Published online in the journal eLife on August 21, the study measured the behavior of fruit flies as they navigated through wind tunnels in response to odor plumes from apple cider vinegar blowing past.
“Our study begins to dissect the brain functions that enable flies to hunt for food by following odors in the real world,” says senior study author Katherine Nagel, PhD, an assistant professor in the Department of Neuroscience and Physiology at NYU Langone Health. “Such insights could have many future applications, from the design of robots that find lost hikers like search dogs, to vehicles that steer themselves based on the combined sensing of odor concentration and wind or water currents.”
The new study is the first to come under the auspices of a grant received by Dr. Nagel as part of the National Institute of Health’s Brain Research through Advancing Innovative Neurotechnologies (BRAIN) Initiative®. Announced by President Obama in 2013, the BRAIN Initiative® seeks to develop tools to better understand the organ’s functions, as well as the mechanisms behind major neurological diseases.
Vinegar Plumes
Movement toward attractive odors is so basic to life that it occurs in organisms without brains, such as bacteria and plankton, say the study authors. Following odors in turbulent air or water is often difficult, however, because odors travel in plumes, which meander downwind or downstream and break up.
Fruit flies make a good model for studying detection of odors, say the authors, because the tools available to dissect brain circuits in flies are exquisite and because these animals likely share circuit mechanisms with humans thanks to evolution. In the current study, experiments showed that flies faced the wind when they sensed an odor on it, used their antennae to determine its direction, and then ran faster upwind toward the odor.
When they lost track of a smell, they danced around and cast about for where they had last smelled it, their actions for the moment appearing to be driven solely by the loss of odor, rather than wind direction. Based on these recorded movements, the researchers then built a computer model capable of detecting odor sources as well as the flies could detect them, and of moving toward them in similar trajectories. The results suggest that fly brains mix independent sensing of air flow, differences in odor over time, and differences in odor across their antennae to hunt for an odor source.
The researchers say their model captured the process by which sensory signals, like wind felt on antennae and the timing of odor concentration changes, are transformed by brain circuits into changes in forward velocity (walking speed) and angular velocity (turning degree).

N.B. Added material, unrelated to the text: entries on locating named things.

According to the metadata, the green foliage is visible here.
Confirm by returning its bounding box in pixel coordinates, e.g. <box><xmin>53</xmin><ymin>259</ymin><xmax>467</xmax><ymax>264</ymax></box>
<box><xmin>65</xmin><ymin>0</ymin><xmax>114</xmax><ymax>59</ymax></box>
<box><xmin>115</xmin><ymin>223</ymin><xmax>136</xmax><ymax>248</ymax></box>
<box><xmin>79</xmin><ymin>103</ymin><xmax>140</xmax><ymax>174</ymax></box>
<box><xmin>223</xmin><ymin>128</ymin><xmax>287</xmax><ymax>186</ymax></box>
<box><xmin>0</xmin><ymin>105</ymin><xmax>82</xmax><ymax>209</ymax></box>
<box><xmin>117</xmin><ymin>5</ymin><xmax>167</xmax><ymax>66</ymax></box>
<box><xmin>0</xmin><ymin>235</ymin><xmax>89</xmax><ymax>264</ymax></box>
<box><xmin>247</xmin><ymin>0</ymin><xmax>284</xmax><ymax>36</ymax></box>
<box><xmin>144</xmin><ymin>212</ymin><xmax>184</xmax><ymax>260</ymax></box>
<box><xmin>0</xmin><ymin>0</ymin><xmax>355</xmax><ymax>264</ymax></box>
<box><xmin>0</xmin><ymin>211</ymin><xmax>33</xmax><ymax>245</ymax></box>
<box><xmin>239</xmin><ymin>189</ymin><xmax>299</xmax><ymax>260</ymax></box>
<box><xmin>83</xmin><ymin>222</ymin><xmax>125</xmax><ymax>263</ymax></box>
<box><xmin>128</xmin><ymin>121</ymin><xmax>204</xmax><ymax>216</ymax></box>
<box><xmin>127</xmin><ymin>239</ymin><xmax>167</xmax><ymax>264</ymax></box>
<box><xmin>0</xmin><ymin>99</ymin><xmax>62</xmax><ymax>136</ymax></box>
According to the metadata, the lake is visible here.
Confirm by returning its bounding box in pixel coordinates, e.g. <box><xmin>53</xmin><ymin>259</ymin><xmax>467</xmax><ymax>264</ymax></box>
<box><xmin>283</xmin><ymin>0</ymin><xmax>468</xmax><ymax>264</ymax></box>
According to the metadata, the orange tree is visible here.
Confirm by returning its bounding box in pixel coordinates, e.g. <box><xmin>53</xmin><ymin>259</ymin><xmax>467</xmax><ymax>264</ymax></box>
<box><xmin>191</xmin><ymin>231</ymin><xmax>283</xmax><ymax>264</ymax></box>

“Such sensorimotor transformations in every case begin with a sight, sound, or smell and end with muscle movements,” says first study author Efrén Álvarez-Salvado, PhD, a postdoctoral researcher in Dr. Nagel’s lab. “Our work provides the framework for dissecting the neural circuits that generate olfactory navigation using genetic tools.”
Along with Dr. Nagel and Dr. Álvarez-Salvado, study authors from the Neuroscience Institute at NYU Langone Health were Angela Licata, Benjamin King, and Nicholas Stavropoulos. Additional authors were Erin Connor, Margaret McHugh, and John Crimaldi of the Department of Civil, Environmental, and Architectural Engineering at the University of Colorado Boulder, who designed the turbulent wind tunnels used in the study. Also, an author was Jonathan Victor of the Institute for Computational Biomedicine at Weill Cornell Medical College.
The work was supported by National Science Foundation grant IOS-1555933 and PHY-155586; National Institute on Deafness and Other Communication Disorders grant R00DC012065; National Institute of Mental Health grant R01MH109690; and by fellowships from the Klingenstein-Simons, Sloan, and McKnight foundations. Also supporting the work were the Mathers, Whitehall, Alfred P. Sloan, and Leon Levy foundations; a NARSAD Young Investigator Award from the Brain and Behavior Research Foundation; an NYU Whitehead Fellowship; the J. Christian Gillin, MD, Research Award from the Sleep Research Society Foundation; and the Irma T. Hirschl/Weill-Caulier Career Scientist Award.